Saturday, October 1, 2016

Tata Motors Limited (TTM) by Matt Ogren. “Ride the Indian Tailwind with Tata”


Tata Motors Limited (TTM, $41.51): “Tata Motors: Growing with India”
By: Matt Ogren, AIM Student at Marquette University

Image result for tata motors logo
Disclosure: The AIM Equity Fund currently holds this position. This article was written by myself, and it expresses my own opinions. I am not receiving compensation for it and I have no business relationship with any company whose stock is mentioned in this article.

 Summary

Tata Motors Limited (NYSE:TTM) is India’s largest automobile company. TTM provides automobile products consisting of commercial and passenger vehicles. They also engage in a handful of related ventures. Included in this is engineering and automotive solutions, construction equipment manufacturing, and automotive vehicle components manufacturing, just to name a few.
•Announced September 21, Tata has entered into a new Strategic Partnership Agreement with longtime ally and lubricant giant, Castrol.
During Q2, Sales of Medium and Heavy Commercial Vehicles (M&HCV) grew by 7.8% Y-o-Y while the Light Commercial Vehicles (LCV) segment grew by 11.6% Y-o-Y
• Earlier this month, TTM announced having received orders for over 5,000 buses from 25 City/State Transport Undertakings across the country.
• A 9% growth in Q2 sales by Jaguar Land Rover did not translate to higher profits as the Brexit vote hurt European currency value.

Key points: Tata Motors Limited is a company that continues to evolve within the forward thinking and technology crazed automotive industry. The India based manufacturing company continues to see strong growth across a variety of its segments.

As AIM alumni Ryan Bailey foresaw when he pitched TTM in the fall of 2013, we have seen a major investment in ground transportation across India. For example, the commercial vehicle segment has been a major asset for Tata Motors within the last few years. They have seen growth across the board, especially in the small commercial vehicle space where they corner the Indian market. The Tata Ace had its tenth birthday last year and considering it is currently India’s number one mini truck, there was much to celebrate.
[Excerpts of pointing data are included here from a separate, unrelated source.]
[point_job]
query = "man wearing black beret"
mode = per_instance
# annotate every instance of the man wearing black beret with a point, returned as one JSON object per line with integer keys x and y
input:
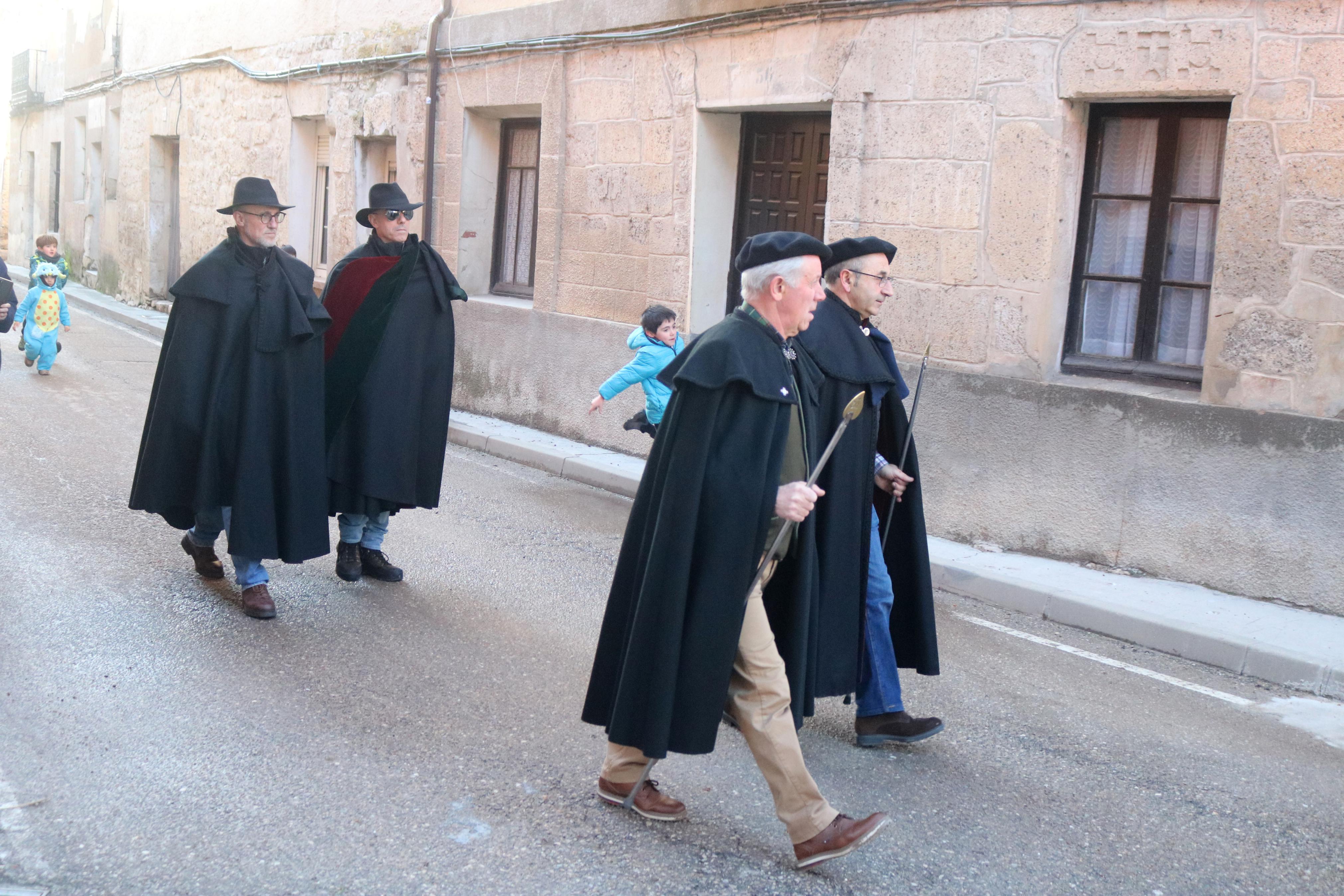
{"x": 878, "y": 598}
{"x": 682, "y": 641}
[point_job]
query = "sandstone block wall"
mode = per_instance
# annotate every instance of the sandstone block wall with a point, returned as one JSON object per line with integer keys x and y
{"x": 959, "y": 135}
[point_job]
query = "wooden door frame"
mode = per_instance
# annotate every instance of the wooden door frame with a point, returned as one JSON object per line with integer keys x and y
{"x": 733, "y": 297}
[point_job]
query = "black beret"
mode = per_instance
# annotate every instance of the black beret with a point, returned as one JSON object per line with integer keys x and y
{"x": 843, "y": 250}
{"x": 765, "y": 249}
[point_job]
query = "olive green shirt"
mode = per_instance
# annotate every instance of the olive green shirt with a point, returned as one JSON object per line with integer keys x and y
{"x": 795, "y": 468}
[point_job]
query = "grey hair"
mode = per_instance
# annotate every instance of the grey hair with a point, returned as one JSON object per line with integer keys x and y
{"x": 757, "y": 280}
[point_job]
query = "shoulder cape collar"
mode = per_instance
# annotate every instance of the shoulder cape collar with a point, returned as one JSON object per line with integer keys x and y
{"x": 445, "y": 287}
{"x": 288, "y": 310}
{"x": 840, "y": 348}
{"x": 737, "y": 350}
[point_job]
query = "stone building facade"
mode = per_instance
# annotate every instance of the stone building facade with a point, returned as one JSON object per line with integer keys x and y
{"x": 1120, "y": 229}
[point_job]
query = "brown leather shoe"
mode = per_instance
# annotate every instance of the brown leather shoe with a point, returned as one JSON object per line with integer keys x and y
{"x": 257, "y": 602}
{"x": 207, "y": 563}
{"x": 842, "y": 837}
{"x": 894, "y": 726}
{"x": 648, "y": 803}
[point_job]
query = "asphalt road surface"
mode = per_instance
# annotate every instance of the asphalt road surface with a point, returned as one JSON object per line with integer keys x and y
{"x": 424, "y": 738}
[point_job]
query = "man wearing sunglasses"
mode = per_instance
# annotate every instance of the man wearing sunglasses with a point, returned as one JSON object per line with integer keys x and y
{"x": 233, "y": 440}
{"x": 390, "y": 381}
{"x": 877, "y": 604}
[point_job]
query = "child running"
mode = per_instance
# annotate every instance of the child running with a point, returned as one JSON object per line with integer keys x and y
{"x": 655, "y": 343}
{"x": 42, "y": 311}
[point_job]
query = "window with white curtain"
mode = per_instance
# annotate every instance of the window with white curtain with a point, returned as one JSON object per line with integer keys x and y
{"x": 1152, "y": 182}
{"x": 515, "y": 209}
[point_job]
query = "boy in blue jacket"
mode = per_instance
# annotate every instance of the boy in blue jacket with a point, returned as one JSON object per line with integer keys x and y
{"x": 655, "y": 344}
{"x": 42, "y": 311}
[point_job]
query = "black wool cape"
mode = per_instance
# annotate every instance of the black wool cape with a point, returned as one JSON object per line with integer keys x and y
{"x": 236, "y": 414}
{"x": 854, "y": 362}
{"x": 693, "y": 543}
{"x": 388, "y": 453}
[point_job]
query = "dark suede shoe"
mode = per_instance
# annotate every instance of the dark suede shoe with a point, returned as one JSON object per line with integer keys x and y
{"x": 650, "y": 803}
{"x": 207, "y": 565}
{"x": 374, "y": 565}
{"x": 257, "y": 602}
{"x": 347, "y": 562}
{"x": 840, "y": 839}
{"x": 894, "y": 726}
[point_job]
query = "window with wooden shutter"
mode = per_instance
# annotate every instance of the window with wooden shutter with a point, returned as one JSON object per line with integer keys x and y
{"x": 322, "y": 202}
{"x": 1146, "y": 240}
{"x": 515, "y": 210}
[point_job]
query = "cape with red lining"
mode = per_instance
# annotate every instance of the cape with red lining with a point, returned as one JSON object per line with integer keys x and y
{"x": 386, "y": 449}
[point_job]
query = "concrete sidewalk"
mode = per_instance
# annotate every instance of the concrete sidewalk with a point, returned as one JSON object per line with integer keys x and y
{"x": 1284, "y": 645}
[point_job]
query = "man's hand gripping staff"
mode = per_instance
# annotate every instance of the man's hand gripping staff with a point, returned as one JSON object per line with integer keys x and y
{"x": 905, "y": 450}
{"x": 794, "y": 503}
{"x": 799, "y": 502}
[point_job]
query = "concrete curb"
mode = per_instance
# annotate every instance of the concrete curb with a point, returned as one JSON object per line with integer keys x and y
{"x": 89, "y": 300}
{"x": 1285, "y": 645}
{"x": 1289, "y": 647}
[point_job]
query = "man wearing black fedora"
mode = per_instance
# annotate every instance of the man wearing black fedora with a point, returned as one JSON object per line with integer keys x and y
{"x": 233, "y": 439}
{"x": 390, "y": 381}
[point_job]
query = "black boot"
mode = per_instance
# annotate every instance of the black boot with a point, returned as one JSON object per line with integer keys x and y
{"x": 376, "y": 565}
{"x": 347, "y": 562}
{"x": 900, "y": 727}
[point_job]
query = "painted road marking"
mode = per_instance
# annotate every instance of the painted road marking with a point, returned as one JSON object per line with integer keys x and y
{"x": 1139, "y": 671}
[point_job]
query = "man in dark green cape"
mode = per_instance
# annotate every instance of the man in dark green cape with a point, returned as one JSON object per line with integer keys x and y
{"x": 877, "y": 605}
{"x": 233, "y": 439}
{"x": 682, "y": 640}
{"x": 389, "y": 381}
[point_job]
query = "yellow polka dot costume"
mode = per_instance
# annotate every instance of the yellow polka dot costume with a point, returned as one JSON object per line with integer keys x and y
{"x": 44, "y": 311}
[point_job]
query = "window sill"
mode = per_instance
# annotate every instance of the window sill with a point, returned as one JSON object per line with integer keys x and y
{"x": 1127, "y": 385}
{"x": 509, "y": 302}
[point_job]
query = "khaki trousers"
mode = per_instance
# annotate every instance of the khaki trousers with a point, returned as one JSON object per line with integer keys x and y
{"x": 759, "y": 701}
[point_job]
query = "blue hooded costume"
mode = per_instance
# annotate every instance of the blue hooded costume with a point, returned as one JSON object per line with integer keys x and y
{"x": 651, "y": 356}
{"x": 44, "y": 311}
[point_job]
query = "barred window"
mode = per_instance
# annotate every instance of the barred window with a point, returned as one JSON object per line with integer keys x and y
{"x": 515, "y": 210}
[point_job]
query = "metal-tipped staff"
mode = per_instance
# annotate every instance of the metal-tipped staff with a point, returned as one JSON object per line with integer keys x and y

In fact, the Ace now owns 85% of the segments market share and accounts for 20% of all commercial vehicles within India.

On the other hand, the government is also shelling out money for investment in new high tech buses that will include such things as GPS, onboard Wifi and electronic destination boards. After multiple years of relatively low investment, it was announced on Sept. 6 that Tata will be filling orders for over 5000 buses from over two dozen STUs. The big surge has been a good indicator of government investment in public transportation.

Although there has been a lot of good news as of late, Tata Motors has also had to deal with some adversity. The company added Jaguar Land Rover (JLR) in 2008 as a subsidiary. The segment has done well and was acquired to help diversify their vehicle offering. Unfortunately, the subsidiary is based in the U.K. and the recent turmoil in Europe has negatively affected profits. Despite a 9% growth in Q2 sales, JLR did not see higher profits with a major factor being the Brexit vote hurting European currency value.  

What has the stock done lately?

TTM stock currently sits at $41.51 dollars a share. The price peaked at $44.79 during the first week in September. This price surge took place after Tata reported strong August numbers and coincided with the good news about Tata obtaining the government bussing orders. Since then, the price has dropped back towards its value at the beginning of the month.

Past Year Performance: Tata has increased by over 75% in value compared to this time last year. The company’s stock price spent much of the last year in the mid-$20’s to low $30’s price range before breaking out this summer and it currently resides at over $40 a share. Despite a small setback when Brexit hit, TTM saw continued upward momentum before stagnating this month. 




Source: FactSet

My Takeaway

Tata has seen good performance from both its operating segments and stock price over the last twelve months. There are sure to be some bumps along the way but the company has been moving in the right direction and still has room to grow. The ideal placement in the growing country of India and the macroeconomic tails winds will be helpful to the company moving forward. It is unlikely we will see the stock price grow by over 75% within the next year, although more modest gains are quite feasible.